Log on to the ACK console. In the left navigation pane, click Clusters.
On the Clusters page, find the cluster you want to manage and click its name. In the left navigation pane, choose Workloads > Deployments.
On the Stateless page, find the target application and choose > YAML Edit in the Actions column.
To create a new application, click Create from YAML.
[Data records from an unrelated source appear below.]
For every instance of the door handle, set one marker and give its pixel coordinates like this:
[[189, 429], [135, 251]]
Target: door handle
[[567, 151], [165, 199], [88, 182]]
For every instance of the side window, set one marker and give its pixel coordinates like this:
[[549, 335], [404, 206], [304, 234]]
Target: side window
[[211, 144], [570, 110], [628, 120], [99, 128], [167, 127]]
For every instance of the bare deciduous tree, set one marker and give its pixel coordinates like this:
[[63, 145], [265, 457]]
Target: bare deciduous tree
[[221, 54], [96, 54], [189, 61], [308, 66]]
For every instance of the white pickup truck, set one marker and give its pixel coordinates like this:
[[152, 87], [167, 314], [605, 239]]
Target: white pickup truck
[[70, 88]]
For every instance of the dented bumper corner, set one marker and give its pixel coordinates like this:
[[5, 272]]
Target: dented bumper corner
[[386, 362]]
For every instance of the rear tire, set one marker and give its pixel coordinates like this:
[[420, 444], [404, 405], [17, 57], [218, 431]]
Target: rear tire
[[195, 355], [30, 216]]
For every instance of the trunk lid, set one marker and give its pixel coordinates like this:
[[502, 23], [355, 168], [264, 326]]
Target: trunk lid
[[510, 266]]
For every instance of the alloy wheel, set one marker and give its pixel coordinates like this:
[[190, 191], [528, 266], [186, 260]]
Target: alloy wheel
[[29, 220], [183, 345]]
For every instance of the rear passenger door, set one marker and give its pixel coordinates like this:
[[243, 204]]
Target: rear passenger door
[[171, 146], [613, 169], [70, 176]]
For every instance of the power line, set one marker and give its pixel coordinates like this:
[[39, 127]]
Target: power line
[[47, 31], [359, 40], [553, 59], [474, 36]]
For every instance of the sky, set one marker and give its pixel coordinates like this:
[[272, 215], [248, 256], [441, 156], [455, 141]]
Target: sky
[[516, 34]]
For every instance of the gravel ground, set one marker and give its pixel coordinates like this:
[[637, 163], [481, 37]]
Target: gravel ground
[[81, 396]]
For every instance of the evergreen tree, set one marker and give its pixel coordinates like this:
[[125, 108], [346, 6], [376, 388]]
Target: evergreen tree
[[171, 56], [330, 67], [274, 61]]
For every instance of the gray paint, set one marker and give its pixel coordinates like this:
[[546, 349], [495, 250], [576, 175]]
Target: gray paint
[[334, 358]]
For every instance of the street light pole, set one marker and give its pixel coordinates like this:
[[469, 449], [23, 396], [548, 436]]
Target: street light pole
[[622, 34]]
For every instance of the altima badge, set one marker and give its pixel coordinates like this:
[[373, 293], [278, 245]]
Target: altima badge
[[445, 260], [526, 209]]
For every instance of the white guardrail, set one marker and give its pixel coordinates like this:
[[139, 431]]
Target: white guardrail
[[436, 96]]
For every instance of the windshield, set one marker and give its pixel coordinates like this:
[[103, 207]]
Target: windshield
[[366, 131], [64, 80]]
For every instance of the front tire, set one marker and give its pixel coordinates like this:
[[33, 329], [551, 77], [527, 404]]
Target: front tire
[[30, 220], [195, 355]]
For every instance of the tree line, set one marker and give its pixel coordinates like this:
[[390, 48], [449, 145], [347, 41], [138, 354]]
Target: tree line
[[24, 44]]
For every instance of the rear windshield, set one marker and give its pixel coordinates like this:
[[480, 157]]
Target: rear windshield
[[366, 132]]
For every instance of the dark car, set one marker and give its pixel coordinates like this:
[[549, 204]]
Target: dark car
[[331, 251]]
In the YAML file, add the following labels under the spec.template.metadata level.

labels:
  aliyun.com/app-language: python # Required for Python applications. Indicates that this is a Python application.
  armsPilotAutoEnable: 'on'
  armsPilotCreateAppName: "deployment-name"    # The display name of the application in ARMS.
  armsPilotAppWorkspace: "workspace"    # Replace with your workspace name.

Important

If you do not want to use the non-intrusive injection capability for Python, you can disable it with the following label:

labels:
  armsAutoInstrumentationEnable: "off"  # Disables the non-intrusive injection capability for Python applications.

Click Update.

View monitoring details

Log on to the Cloud Monitor 2.0 console, and select a workspace. In the left navigation pane, choose Application Center > Application Observability > Application Insights.
On the Application List page, click an application name to view its detailed monitoring data.